Une claque aux Libanais. Voilà ce que la prolifique metteuse en scène Lina Abyad a voulu nous offrir en ce début d’année. Une adaptation de Dario ‘Fo Faut pas payer !’ qui vacille entre le burlesque et la comédie contemporaine pour nous secouer et nous faire réagir face à la situation économique et politique qui traverse notre pays. Rendez-vous au théâtre le tournesol jusqu’au 27 janvier avec une pièce qui ne vous laissera certainement pas indifférent.
Pourquoi avez-vous adapté la comédie de Dario Fo ?
Ce n’est pas la première fois que je monte un Dario Fo- j’avais monté il y a plusieurs années ‘Une femme seule’ avec Julia Kassar. Prix Nobel de littérature, Dario Fo est irrésistible parce qu’il est un grand auteur qui traite de sujets graves et sérieux mais avec énormément d’humour et d’émotion. Pour ‘Faut pas payer’, il traite du coût de la vie. Aujourd’hui les gens triment, sont exploités et finalement très mal payés. La classe moyenne disparait à vue d’œil et la classe pauvre grandit. C’est un sujet d’actualité dans le monde entier. Le coût de la vie augmente et les salaires stagnent. Nous tombons dans la pauvreté.
Avez-vous suivi intégralement la pièce, ou avez-vous apporté quelques modifications ?
J’ai fait des changements, par exemple le nom des personnages. Marguerita est devenue Rita, Giovanni est devenu Tony etc. Les personnages parlent souvent du Pape qui en Italie est à portée de main, si je puis dire. Ici, le Pape est devenu le abbouna. Nous l’avons adapté à la classe ouvrière libanaise qui est très différente de l’italienne. Nous avons fait des adaptations pour que les Libanais puissent mieux s’identifier à cette situation – Comme par exemple les générateurs qui vont être légalisés ce qui est typiquement libanais. Mais nous sommes restés extrêmes fidèles à l’esprit unique de Dario FO.
A quoi ressemble l’univers théâtral de Dario Fo ?
L’univers de Dario FO est un univers complexe. Il est héritier de la Commedia Dell’arte, de ces comédiens qui ont travaillé dans la rue avec des masques, qui sont d’une très grande insolence par rapport au pouvoir et critiques par rapport aux grandes institutions, et en même temps proche du public et des problèmes sociaux. L’insolence qui caractérise Dario FO est donc typique du théâtre ambulant de l’Italie du 16e siècle où on travaillait pour la cour mais en même temps on faisait rire les petites gens. Dario Fo a compris qu’en faisant rire les gens de leurs problèmes, de leurs soucis et de leur sort, on pouvait peut-être les réveiller. Ce qui est très puissant.

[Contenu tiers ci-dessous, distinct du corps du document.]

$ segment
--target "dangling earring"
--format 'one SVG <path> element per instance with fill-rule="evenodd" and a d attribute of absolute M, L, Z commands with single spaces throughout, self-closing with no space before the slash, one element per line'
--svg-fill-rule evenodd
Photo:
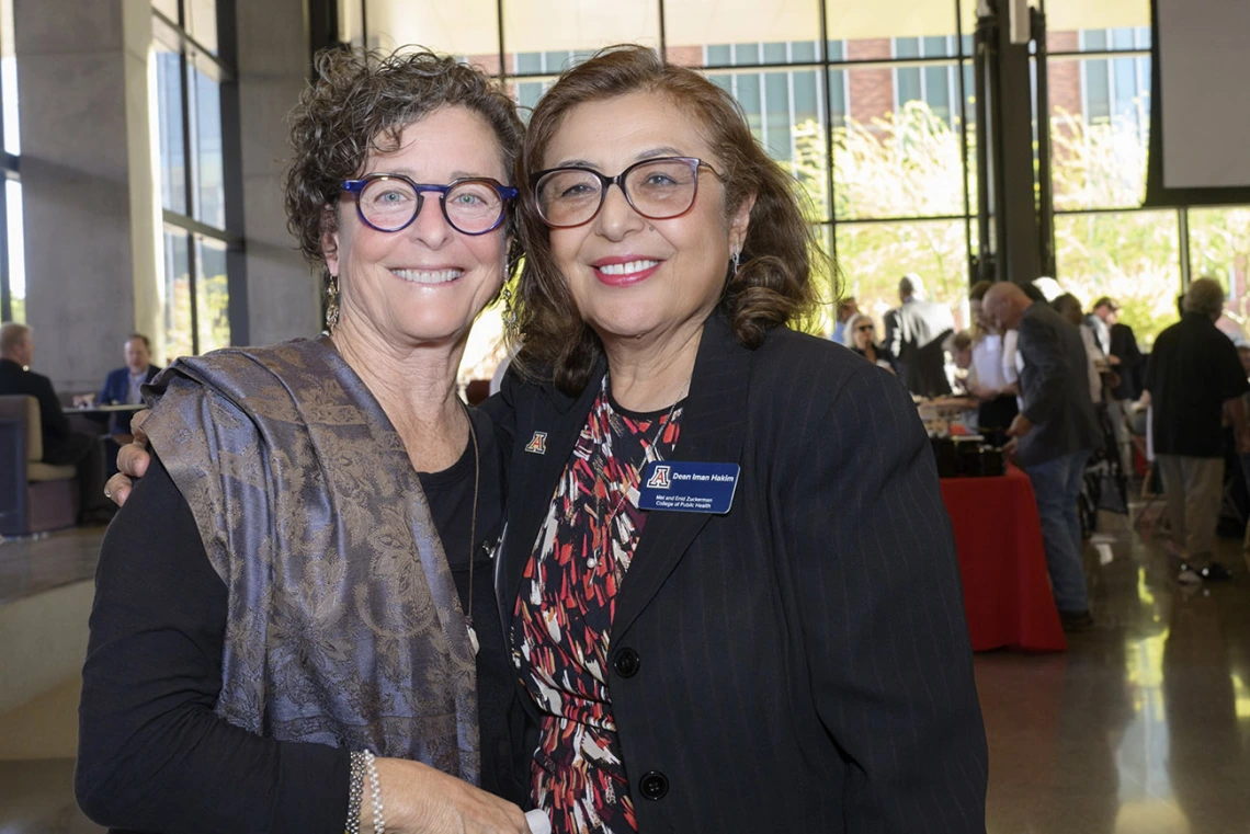
<path fill-rule="evenodd" d="M 512 331 L 516 330 L 516 311 L 512 310 L 512 291 L 504 287 L 504 327 Z"/>
<path fill-rule="evenodd" d="M 334 332 L 339 323 L 339 276 L 331 275 L 325 287 L 325 328 Z"/>

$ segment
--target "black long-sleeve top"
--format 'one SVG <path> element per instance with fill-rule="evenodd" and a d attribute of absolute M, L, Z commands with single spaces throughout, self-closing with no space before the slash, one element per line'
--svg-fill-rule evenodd
<path fill-rule="evenodd" d="M 495 608 L 490 547 L 502 471 L 490 421 L 474 415 L 481 479 L 474 546 L 482 787 L 524 803 L 522 710 Z M 474 452 L 421 473 L 461 604 L 469 607 Z M 349 750 L 278 742 L 214 713 L 221 690 L 228 592 L 191 511 L 154 456 L 105 534 L 82 670 L 75 793 L 115 829 L 161 834 L 340 834 Z M 516 750 L 514 753 L 514 750 Z"/>
<path fill-rule="evenodd" d="M 39 400 L 39 423 L 44 443 L 58 443 L 70 436 L 70 418 L 61 411 L 52 381 L 28 371 L 12 360 L 0 360 L 0 393 L 24 393 Z"/>

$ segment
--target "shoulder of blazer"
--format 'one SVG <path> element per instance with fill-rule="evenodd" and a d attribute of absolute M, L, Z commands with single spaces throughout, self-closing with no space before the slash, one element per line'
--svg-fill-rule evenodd
<path fill-rule="evenodd" d="M 755 396 L 802 391 L 812 405 L 831 405 L 856 372 L 872 363 L 825 338 L 774 327 L 755 351 L 751 375 Z M 881 373 L 886 373 L 881 371 Z"/>

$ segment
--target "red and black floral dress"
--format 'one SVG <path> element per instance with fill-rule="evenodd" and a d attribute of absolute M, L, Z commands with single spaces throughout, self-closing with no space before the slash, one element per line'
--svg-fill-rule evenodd
<path fill-rule="evenodd" d="M 531 790 L 556 834 L 638 830 L 608 643 L 645 521 L 639 479 L 650 461 L 671 456 L 680 417 L 680 403 L 650 415 L 614 406 L 605 377 L 525 566 L 512 659 L 542 713 Z"/>

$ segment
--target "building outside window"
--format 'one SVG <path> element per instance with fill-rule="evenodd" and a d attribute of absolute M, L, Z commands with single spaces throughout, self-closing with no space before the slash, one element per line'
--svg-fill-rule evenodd
<path fill-rule="evenodd" d="M 646 44 L 706 69 L 805 186 L 811 221 L 862 308 L 895 306 L 899 277 L 918 272 L 966 323 L 975 0 L 582 0 L 560 25 L 538 0 L 471 5 L 454 21 L 420 4 L 362 1 L 361 40 L 466 56 L 499 72 L 522 107 L 570 61 L 608 44 Z M 1141 208 L 1149 4 L 1045 5 L 1058 280 L 1085 305 L 1119 297 L 1144 347 L 1175 320 L 1176 295 L 1199 275 L 1224 281 L 1231 313 L 1250 316 L 1250 207 Z"/>

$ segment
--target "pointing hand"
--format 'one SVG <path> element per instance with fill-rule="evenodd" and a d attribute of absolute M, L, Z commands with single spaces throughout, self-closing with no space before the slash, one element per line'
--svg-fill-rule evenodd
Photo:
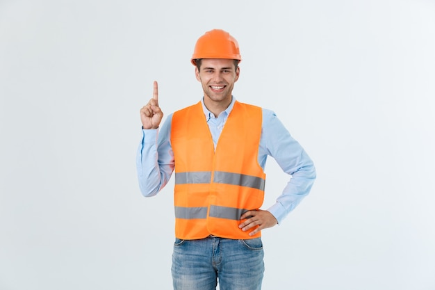
<path fill-rule="evenodd" d="M 154 81 L 153 97 L 140 109 L 140 120 L 143 129 L 157 129 L 163 118 L 163 112 L 158 106 L 158 86 Z"/>

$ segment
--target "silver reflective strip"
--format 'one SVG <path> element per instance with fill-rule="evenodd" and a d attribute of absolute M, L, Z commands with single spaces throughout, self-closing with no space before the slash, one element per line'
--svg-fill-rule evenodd
<path fill-rule="evenodd" d="M 256 176 L 215 171 L 213 182 L 220 184 L 240 185 L 240 186 L 251 187 L 264 191 L 265 180 Z"/>
<path fill-rule="evenodd" d="M 211 180 L 210 171 L 175 173 L 175 184 L 208 184 Z"/>
<path fill-rule="evenodd" d="M 207 217 L 207 208 L 175 207 L 175 217 L 186 220 L 206 218 Z"/>
<path fill-rule="evenodd" d="M 210 206 L 210 216 L 213 218 L 227 218 L 228 220 L 240 219 L 242 214 L 247 211 L 247 209 L 236 209 L 235 207 L 220 207 L 218 205 Z"/>

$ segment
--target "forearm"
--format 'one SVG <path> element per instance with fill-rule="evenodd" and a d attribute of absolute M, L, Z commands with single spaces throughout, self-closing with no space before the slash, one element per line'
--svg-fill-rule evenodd
<path fill-rule="evenodd" d="M 158 136 L 158 129 L 142 130 L 142 138 L 138 148 L 138 180 L 145 197 L 157 194 L 167 184 L 174 168 L 168 149 L 159 145 Z"/>
<path fill-rule="evenodd" d="M 282 193 L 277 198 L 277 202 L 268 209 L 277 218 L 278 223 L 281 223 L 309 193 L 315 176 L 315 168 L 312 163 L 292 175 Z"/>

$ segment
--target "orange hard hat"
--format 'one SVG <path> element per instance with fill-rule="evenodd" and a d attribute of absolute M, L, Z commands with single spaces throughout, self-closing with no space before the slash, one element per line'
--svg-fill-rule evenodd
<path fill-rule="evenodd" d="M 195 60 L 199 58 L 242 60 L 237 40 L 222 29 L 207 31 L 198 39 L 190 62 L 196 65 Z"/>

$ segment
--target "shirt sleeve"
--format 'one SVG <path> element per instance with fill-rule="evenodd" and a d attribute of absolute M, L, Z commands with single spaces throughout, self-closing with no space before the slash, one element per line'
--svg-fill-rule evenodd
<path fill-rule="evenodd" d="M 142 129 L 136 153 L 139 188 L 145 197 L 154 196 L 167 184 L 174 171 L 174 153 L 170 143 L 172 115 L 161 129 Z"/>
<path fill-rule="evenodd" d="M 290 180 L 274 204 L 268 209 L 281 223 L 311 189 L 315 168 L 305 150 L 290 134 L 274 113 L 263 109 L 261 150 L 273 157 Z"/>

‘Faut pas payer ! ‘ne fait-elle pas écho à la situation des Libanais ?
La situation économique du Liban et d’ailleurs est en train de s’effondrer. Je pense qu’à aucune époque cette pièce n’aurait fait écho au public et à ses problèmes autant que celle-ci tout en les faisant rire. Je trouve que c’est d’une intelligence incroyable. On nous fait avaler des couleuvres et personne ne fait quoi que ce soit. Nous sommes dans un état de soumission effroyable. Nous les Libanais, nous sommes très proches de l’esprit de Dario Fo. Nous tournons en dérision tous nos malheurs : générateurs, cherté, économie tout y passe, mais ça s’arrête à la blague, alors que Dario Fo est beaucoup plus virulent.
A qui s’adresse ce spectacle ?
Je trouve le texte tellement intelligent qu’il est tout public : les enfants y verront le côté farce, les étudiants le texte d’un Prix Nobel de littérature et toutes les personnes qui travaillent dans n’importe quel domaine y verront une analyse de leur situation. C’est un spectacle drôle, cinglant, puissant qui fera réfléchir les gens sur leur misère économique tout en les faisant rire. Je trouve que c’est un texte vraiment génial servi par des comédiens exceptionnels qui ont compris l’esprit de Fo et qui vont faire rire les gens. Le public en sortant va se rendre compte qu’il a ri mais qu’aussi il a reçu une belle claque.